35

18.2K 4.6K 1.5K
                                    

cielah double.



35. Sick








Tok Tok Tok!

Nichol mengetuk pintu kamar Jevan, anak itu langsung turun dari kamar dan membuka kunci pintu. Garis wajahnya menurun karena ia pikir Elia yang muncul.

"Tante Elia mana?"

Nichol mengajak Jevan masuk, lalu menyuruhnya duduk di kasur. "Masih sakit lukanya?" tanyanya.

"Dari awal nggak sakit, cuma kaget aja kok."

"Serius?"

"Hm,"

Nichol mengangguk. "Yaudah istirahat dulu, Papah udah ijinin kamu ke Bu Gatha."

Jevan menghela napas berat. "Kenapa Papah bentak Tante Elia?" tanyanya. "Dia pasti sakit hati banget."

"Papah cuma kaget liat kamu jadi spontan marah,"

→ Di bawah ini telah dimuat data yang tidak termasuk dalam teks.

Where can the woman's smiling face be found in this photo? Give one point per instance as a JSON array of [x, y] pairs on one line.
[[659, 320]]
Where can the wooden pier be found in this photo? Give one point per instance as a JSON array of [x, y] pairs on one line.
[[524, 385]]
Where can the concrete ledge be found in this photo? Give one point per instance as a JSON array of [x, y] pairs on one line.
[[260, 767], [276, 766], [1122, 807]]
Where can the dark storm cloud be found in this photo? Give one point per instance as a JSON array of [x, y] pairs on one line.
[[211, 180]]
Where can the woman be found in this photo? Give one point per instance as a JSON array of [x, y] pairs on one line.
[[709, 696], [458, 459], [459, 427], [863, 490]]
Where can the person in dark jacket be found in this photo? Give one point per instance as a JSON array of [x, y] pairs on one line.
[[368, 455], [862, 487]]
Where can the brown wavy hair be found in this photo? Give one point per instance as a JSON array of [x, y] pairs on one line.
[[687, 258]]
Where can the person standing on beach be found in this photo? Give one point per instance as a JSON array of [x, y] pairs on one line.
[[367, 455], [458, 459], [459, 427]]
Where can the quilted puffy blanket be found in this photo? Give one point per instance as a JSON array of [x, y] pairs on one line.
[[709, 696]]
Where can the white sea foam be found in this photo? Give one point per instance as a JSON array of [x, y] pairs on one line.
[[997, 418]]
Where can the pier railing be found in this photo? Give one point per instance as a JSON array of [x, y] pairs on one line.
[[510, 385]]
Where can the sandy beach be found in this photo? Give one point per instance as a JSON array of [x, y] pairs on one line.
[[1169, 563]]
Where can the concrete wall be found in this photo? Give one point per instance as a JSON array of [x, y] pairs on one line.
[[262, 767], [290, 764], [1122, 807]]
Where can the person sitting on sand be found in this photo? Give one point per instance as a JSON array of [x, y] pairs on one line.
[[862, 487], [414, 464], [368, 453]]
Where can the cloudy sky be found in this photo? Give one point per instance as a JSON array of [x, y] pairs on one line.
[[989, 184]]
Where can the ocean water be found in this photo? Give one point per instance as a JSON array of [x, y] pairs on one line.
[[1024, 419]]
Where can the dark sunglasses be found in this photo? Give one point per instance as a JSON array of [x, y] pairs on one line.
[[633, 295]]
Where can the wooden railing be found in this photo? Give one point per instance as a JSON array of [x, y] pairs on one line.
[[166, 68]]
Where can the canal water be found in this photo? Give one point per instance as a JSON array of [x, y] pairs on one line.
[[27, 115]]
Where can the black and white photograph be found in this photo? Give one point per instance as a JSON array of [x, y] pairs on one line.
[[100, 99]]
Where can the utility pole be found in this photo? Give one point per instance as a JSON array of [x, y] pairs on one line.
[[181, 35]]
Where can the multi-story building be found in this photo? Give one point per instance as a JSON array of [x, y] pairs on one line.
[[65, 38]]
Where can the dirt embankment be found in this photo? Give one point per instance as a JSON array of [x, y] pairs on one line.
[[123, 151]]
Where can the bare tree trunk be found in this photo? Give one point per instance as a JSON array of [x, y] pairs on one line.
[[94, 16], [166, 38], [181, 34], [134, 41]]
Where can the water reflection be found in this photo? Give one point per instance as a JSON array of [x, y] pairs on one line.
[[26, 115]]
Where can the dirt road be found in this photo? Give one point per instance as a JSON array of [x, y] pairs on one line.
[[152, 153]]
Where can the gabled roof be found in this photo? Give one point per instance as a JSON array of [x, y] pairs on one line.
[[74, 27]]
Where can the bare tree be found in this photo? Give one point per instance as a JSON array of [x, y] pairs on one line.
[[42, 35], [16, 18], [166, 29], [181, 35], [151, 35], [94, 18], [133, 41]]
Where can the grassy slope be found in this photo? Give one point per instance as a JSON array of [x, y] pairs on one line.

"Emang nggak percaya kalo bukan Tante Elia yang ngelakuiin?" tanyanya membuat Nichol diam. "Tante Elia selalu percaya sama kita, walaupun sering boong."

"Papah nggak bermaksud,"

"Jevan denger kalian tadi berantem sampe Tante nangis, jangan disakitin, dia cuma belaiin Jevan karena dipaksa Mamah terus."

"Mamah paksa kamu?"

Jevan mengangguk. "Aku nggak mau jadi anak kurang ajar sama orang tua, tapi Jevan nggak suka Mamah ngataiin Tante Elia."

"I know, oke."

"Minta maaf sama Tante, ayo, be gentle," Jevan menirukan perintah Nichol waktu itu. "Papah bilang kalo salah harus mau ngaku."

Nichol tersenyum kecil, ia berdiri dan mengusap kepala Jevan. "Tidur gih, nanti Papah bangunin buat makan malem."

"Jangan lupa minta maaf,"

"Iya,"

"Promise?"

"Hm."


Nichol keluar dari kamar Jevan, berdiri dan menatap kamar Elia di pojok sana.




Ternyata malam itu Elia tidak pulang ke rumah.





❤️‍🩹❤️‍🩹❤️‍🩹❤️‍🩹❤️‍🩹❤️‍🩹❤️‍🩹





Elia menautkan alisnya saat merasakan pening luar biasa di kepala. Ia perlahan membuka matanya, tak bisa mendeskripsikan di mana ia sekarang karena semua terlihat gelap. Ia berusaha untuk berdiri, meraih apapun agar bisa dijadikan pegangan.

Elia meraba seluruh tembok, menyentuh stop kontak untuk menyalakan lampu. Setelah terang ia melihat sekitar, ternyata hanya kamar biasa.

"Hai,"

Elia berbalik cepat, langsung mengambil lampu untuk berjaga-jaga. "Kenapa lo kayak gini...?" tanyanya.

"Aku cuma mau ngomong baik-baik, " Biska perlahan mendekat.

"Nggak," Elia memundurkan langkahnya pelan-pelan.

Biska terus mendekat, mencekal tangan Elia yang hendak memukul kepalanya. "Please," lirihnya. Menjatuhkan lampu tersebut dan mencekal kedua tangan Elia. "I just wanna talk to you."

"Lepassss," Elia berusaha meronta. Dia kesal karena kekuatannya mendadak hilang, Elia merasa sangat lemas dan tidak bisa berfikir apa-apa.

"Maaf," Biska mengusap wajah Elia pelan. Maju dan mengecup keningnya lama. "Kamu aman di sini, nggak bakal ada yang bikin nangis."